Another million-tonne record was broken in the container handling sector, with a volume of more than 9.6 million TEU (twenty-foot equivalent units, i.e. standard containers). In comparison with 2014, 7.5% more containers were handled.
With these growth figures Antwerp is performing significantly better than Rotterdam and Hamburg, the N° 1 and 3 respectively in North-West Europe. The port of Antwerp has seen its container volume growing strongly since the beginning of 2015, in particular from Asia.
The container segment has shown particularly brisk growth both in terms of tonnage and in terms of the number of boxes. In fact the number of containers handled in TEU expanded last year by a good 7.5%, finishing at 9,653,511 TEU. In tonnage the growth was 4.6%, resulting in 113,294,675 tonnes at the end of 12 months.
The ro/ro volume for its part rose last year by 4.1% to 4,653,351 tonnes, while conventional breakbulk remained at around the same level, up just 1.2% to 10,007,679 tonnes.
Liquid bulk
The liquid bulk volume also finished 2015 the year with good growth figures, up 6.1% to 66,668,371 tonnes. The volume of oil derivatives rose by 4.0% to 47,904,167 tonnes. Chemicals experienced particularly strong growth, jumping by 18.2% to 13,442,950 tonnes. Finally the crude oil volume was down slightly last year, ending 2015 with 4,814,047 tonnes (down 3.4%).

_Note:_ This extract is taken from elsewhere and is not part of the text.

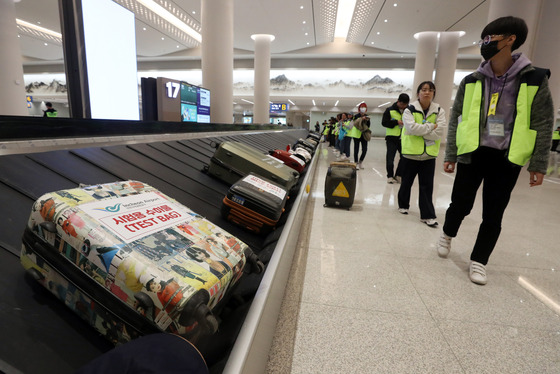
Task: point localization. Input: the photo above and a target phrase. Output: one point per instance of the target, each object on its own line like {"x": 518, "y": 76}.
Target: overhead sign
{"x": 279, "y": 107}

During the past year not only did work go ahead on investments that had already been planned by among others Total (Optara), ExxonMobil (Antwerup EPC2) and Evonik (expansion of the butadiene and MTBE plants), but also new investments were announced. Invoyn is planning a major investment in a large-scale potassium hydroxide plant that is due to enter production in 2017, while the Japanese company Nippon Shokubai began work several months ago on an investment that will give its Antwerp plant more capacity for production of super-absorbent polymers and acetic acid by 2018. Together, all these investments are significantly reinforcing Antwerp’s position as the largest integrated petrochemical cluster in Europe.
Dry bulk
Dry bulk experienced further growth of 2.2% during the past year, resulting in a volume of 13,799,844 tonnes. The amount of coal handled showed positive figures once more, up 11.8% to 1,585,083 tonnes. More sand and gravel was also handled in 2015, with the volume rising by 14.9% to 1,554,290 tonnes.
Seagoing ships
During the past 12 months a total of 14,417 seagoing ships called at the port of Antwerp, 2.9% more than the previous year. The overall gross tonnage also grew considerably in 2015, up 9.7% to 367,709,003 GT.
Freight handling jobs
The Antwerp dockers carried out 3.2% more freight handling jobs in 2015 in comparison with the previous year. Also there was 22.7% less unemployment among them.